No es fácil caracterizar la normalidad anterior al anuncio de Wuhan, porque tratar de identificar algún rasgo de estabilidad en un mundo que cambia vertiginosamente no parece sencillo. Y no parece sencillo porque ese rasgo común es justamente el cambio. Vivimos en un mundo dominado por la velocidad, por la invasión constante de imágenes, de mensajes, de informaciones que son rápidamente reemplazadas por otras antes de que haya tiempo de asimilarlas. Es el mundo de la circulación ininterrumpida en el que todo es transformado en mercancías que se hacen obsoletas al poco de haber aparecido. El único elemento común en este universo de vértigo y cambio constante, el equivalente universal, es el dinero. Todo fluye al ritmo de la circulación monetaria y todo adquiere algún valor, es decir un precio, si ocupa un lugar en este carrusel imparable de innovación y consumo.

La pandemia de 2020 irrumpió en un escenario de expansión global del capitalismo en el que la concentración de la riqueza es inédita en la historia de la humanidad. Que el control del sistema financiero, las grandes industrias y los medios masivos de comunicación e información esté reducido a unas pocas manos otorga a los grandes grupos propietarios un poder y una capacidad de presión económica y política que objeta el sentido de las democracias y compite de igual a igual con los estados nacionales. Esta circunstancia no sólo define el contexto de las transformaciones que se han dado, en los últimos tiempos, en diversos planos de la sociedad, sino que les otorga su sentido y explica su particular entramado. El acelerado desarrollo de las tecnologías informáticas y de la comunicación, y de la inteligencia artificial en particular, y la universalización de los dispositivos para disponer y ser usuario de ellas, han trasfigurado las relaciones sociales al punto de que hoy la “socialización” se da fundamentalmente a través de las redes.

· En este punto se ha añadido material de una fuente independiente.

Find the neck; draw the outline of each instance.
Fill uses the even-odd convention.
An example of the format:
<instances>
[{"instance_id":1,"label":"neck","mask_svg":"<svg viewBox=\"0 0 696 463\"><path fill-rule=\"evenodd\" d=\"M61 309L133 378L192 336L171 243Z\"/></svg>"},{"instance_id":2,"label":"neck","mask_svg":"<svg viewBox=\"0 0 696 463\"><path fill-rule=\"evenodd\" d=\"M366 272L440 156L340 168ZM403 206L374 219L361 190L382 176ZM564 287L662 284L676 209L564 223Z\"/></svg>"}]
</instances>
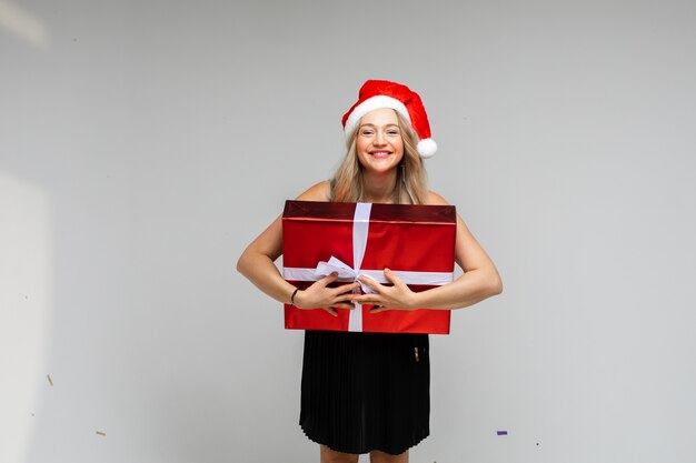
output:
<instances>
[{"instance_id":1,"label":"neck","mask_svg":"<svg viewBox=\"0 0 696 463\"><path fill-rule=\"evenodd\" d=\"M396 189L396 179L397 175L395 171L391 171L384 175L364 172L364 201L392 203L394 190Z\"/></svg>"}]
</instances>

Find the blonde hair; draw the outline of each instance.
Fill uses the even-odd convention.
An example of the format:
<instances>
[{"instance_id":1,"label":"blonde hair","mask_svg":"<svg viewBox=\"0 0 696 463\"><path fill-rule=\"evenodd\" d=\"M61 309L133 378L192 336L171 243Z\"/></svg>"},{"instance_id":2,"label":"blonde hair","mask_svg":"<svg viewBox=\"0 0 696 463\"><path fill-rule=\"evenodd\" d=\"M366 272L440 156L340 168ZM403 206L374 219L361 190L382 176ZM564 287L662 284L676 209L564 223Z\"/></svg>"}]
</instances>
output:
<instances>
[{"instance_id":1,"label":"blonde hair","mask_svg":"<svg viewBox=\"0 0 696 463\"><path fill-rule=\"evenodd\" d=\"M394 202L397 204L425 204L428 194L426 182L426 169L416 149L418 137L410 124L401 114L395 111L401 139L404 140L404 157L397 168L396 187L394 189ZM358 160L356 129L346 140L346 157L329 181L329 201L360 202L365 200L365 184L362 179L362 165Z\"/></svg>"}]
</instances>

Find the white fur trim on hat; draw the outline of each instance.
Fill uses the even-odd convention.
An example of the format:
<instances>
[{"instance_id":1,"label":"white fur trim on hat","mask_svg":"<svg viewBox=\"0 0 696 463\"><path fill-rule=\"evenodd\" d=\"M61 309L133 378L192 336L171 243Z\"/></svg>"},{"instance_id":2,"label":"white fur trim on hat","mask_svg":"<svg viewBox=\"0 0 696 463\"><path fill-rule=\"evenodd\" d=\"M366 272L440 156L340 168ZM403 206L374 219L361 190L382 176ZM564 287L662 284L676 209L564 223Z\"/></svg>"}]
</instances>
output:
<instances>
[{"instance_id":1,"label":"white fur trim on hat","mask_svg":"<svg viewBox=\"0 0 696 463\"><path fill-rule=\"evenodd\" d=\"M418 150L418 154L420 154L424 159L431 158L437 152L437 143L432 139L420 140L416 148Z\"/></svg>"},{"instance_id":2,"label":"white fur trim on hat","mask_svg":"<svg viewBox=\"0 0 696 463\"><path fill-rule=\"evenodd\" d=\"M365 114L367 114L370 111L374 111L376 109L381 109L381 108L389 108L395 111L398 111L399 114L406 118L409 124L411 123L410 114L408 113L408 110L406 109L406 105L402 102L400 102L396 98L387 97L384 94L378 94L376 97L368 98L367 100L365 100L364 102L361 102L360 104L358 104L357 107L352 109L352 111L350 112L350 115L348 117L348 120L346 120L346 127L344 129L346 135L349 135L350 133L352 133L360 118L362 118Z\"/></svg>"}]
</instances>

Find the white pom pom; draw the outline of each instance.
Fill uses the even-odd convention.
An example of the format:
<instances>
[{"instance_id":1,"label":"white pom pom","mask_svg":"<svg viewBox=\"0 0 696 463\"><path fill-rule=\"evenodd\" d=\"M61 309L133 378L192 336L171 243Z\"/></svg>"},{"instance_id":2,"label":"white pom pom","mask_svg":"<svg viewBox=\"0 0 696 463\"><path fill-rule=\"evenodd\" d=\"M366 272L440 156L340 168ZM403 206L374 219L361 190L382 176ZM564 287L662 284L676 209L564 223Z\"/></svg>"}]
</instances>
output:
<instances>
[{"instance_id":1,"label":"white pom pom","mask_svg":"<svg viewBox=\"0 0 696 463\"><path fill-rule=\"evenodd\" d=\"M437 143L432 139L424 139L418 142L417 149L421 158L432 158L437 151Z\"/></svg>"}]
</instances>

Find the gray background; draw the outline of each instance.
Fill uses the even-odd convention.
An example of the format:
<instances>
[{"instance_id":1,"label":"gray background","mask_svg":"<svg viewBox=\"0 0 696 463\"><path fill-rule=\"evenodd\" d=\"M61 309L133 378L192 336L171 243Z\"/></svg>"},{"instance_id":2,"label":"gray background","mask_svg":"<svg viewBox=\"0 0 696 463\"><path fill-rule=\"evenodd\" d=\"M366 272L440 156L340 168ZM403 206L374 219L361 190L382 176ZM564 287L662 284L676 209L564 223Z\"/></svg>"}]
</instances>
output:
<instances>
[{"instance_id":1,"label":"gray background","mask_svg":"<svg viewBox=\"0 0 696 463\"><path fill-rule=\"evenodd\" d=\"M505 282L411 461L696 457L693 1L0 0L0 462L318 461L233 265L368 78Z\"/></svg>"}]
</instances>

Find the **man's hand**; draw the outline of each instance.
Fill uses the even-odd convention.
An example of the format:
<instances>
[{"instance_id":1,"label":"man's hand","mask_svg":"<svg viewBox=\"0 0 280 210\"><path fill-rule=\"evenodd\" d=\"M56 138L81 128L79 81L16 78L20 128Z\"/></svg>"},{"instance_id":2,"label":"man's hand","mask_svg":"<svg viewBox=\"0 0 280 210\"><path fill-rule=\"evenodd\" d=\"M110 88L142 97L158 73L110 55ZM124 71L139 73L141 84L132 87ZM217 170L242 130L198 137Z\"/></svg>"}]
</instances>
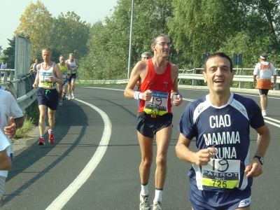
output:
<instances>
[{"instance_id":1,"label":"man's hand","mask_svg":"<svg viewBox=\"0 0 280 210\"><path fill-rule=\"evenodd\" d=\"M215 148L201 149L195 155L192 156L192 162L195 163L198 166L206 165L211 158L215 157L214 153L216 153Z\"/></svg>"},{"instance_id":2,"label":"man's hand","mask_svg":"<svg viewBox=\"0 0 280 210\"><path fill-rule=\"evenodd\" d=\"M10 117L8 125L4 127L4 134L8 135L9 139L13 139L15 137L17 129L17 125L15 123L13 118Z\"/></svg>"},{"instance_id":3,"label":"man's hand","mask_svg":"<svg viewBox=\"0 0 280 210\"><path fill-rule=\"evenodd\" d=\"M152 91L147 90L142 94L142 100L150 101L152 99Z\"/></svg>"},{"instance_id":4,"label":"man's hand","mask_svg":"<svg viewBox=\"0 0 280 210\"><path fill-rule=\"evenodd\" d=\"M246 177L257 177L262 174L262 167L258 158L253 158L245 168L245 173L248 173Z\"/></svg>"},{"instance_id":5,"label":"man's hand","mask_svg":"<svg viewBox=\"0 0 280 210\"><path fill-rule=\"evenodd\" d=\"M183 99L180 94L174 95L175 99L173 100L172 104L175 106L180 106L183 102Z\"/></svg>"}]
</instances>

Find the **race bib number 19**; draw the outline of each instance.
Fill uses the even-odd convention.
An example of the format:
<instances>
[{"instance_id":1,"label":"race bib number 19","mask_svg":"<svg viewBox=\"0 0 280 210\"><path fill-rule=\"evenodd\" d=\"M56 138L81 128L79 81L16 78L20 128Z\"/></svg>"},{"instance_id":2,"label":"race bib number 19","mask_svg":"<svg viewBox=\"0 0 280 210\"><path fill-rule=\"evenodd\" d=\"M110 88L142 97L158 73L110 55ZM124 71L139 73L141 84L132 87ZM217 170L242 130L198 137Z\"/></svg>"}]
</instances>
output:
<instances>
[{"instance_id":1,"label":"race bib number 19","mask_svg":"<svg viewBox=\"0 0 280 210\"><path fill-rule=\"evenodd\" d=\"M168 92L152 92L150 101L145 102L144 111L147 114L162 115L167 113Z\"/></svg>"},{"instance_id":2,"label":"race bib number 19","mask_svg":"<svg viewBox=\"0 0 280 210\"><path fill-rule=\"evenodd\" d=\"M211 159L202 169L202 181L204 186L227 189L238 186L240 160Z\"/></svg>"}]
</instances>

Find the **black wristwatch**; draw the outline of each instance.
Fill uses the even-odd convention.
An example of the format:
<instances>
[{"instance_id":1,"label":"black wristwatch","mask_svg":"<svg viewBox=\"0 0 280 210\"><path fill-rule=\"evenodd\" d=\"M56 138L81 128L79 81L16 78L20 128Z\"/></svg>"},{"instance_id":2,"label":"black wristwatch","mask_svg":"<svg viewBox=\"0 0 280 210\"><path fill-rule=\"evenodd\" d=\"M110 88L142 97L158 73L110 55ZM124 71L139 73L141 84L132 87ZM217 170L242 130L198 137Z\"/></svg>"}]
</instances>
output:
<instances>
[{"instance_id":1,"label":"black wristwatch","mask_svg":"<svg viewBox=\"0 0 280 210\"><path fill-rule=\"evenodd\" d=\"M263 159L263 158L258 156L258 155L255 155L253 158L257 158L258 159L258 160L260 161L261 164L263 164L263 163L265 162L265 159Z\"/></svg>"}]
</instances>

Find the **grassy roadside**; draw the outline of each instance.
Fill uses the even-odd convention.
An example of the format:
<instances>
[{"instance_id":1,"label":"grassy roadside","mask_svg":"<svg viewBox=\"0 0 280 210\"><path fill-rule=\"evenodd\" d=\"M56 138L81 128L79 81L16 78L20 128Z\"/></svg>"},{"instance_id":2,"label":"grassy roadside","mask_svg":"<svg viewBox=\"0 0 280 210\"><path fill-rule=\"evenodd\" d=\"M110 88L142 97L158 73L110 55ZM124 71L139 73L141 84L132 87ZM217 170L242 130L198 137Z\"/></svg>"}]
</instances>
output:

Es decir, la socialización en nuestras sociedades contemporáneas es, en lo más sustancial, virtual, y también controlada y vigilada. La circulación de la información convertida en mercancía como clave de la socialidad ha llevado al paroxismo aquello que, en el plano de la filosofía, resumía la posmodernidad: la verdad es una construcción y como tal se relativiza a partir de quien la enuncia. Hoy se puede sostener cualquier cosa, porque las verdades han sido transformadas en meras opiniones y en el terreno de las opiniones cualquiera dice lo que le da la gana. Las afirmaciones ya no se sostienen en argumentaciones, fundamentaciones racionales o contrastaciones empíricas sino en la simple voluntad de enunciarlas y en la capacidad de propagarlas. La llamada popularmente “posverdad” es la naturalización de propalar cualquier afirmación –por ejemplo, y sobre todo, una falsedad o una mentira, poco importa– con el objeto de obtener un rédito particular, beneficiar a propios y dañar a ajenos.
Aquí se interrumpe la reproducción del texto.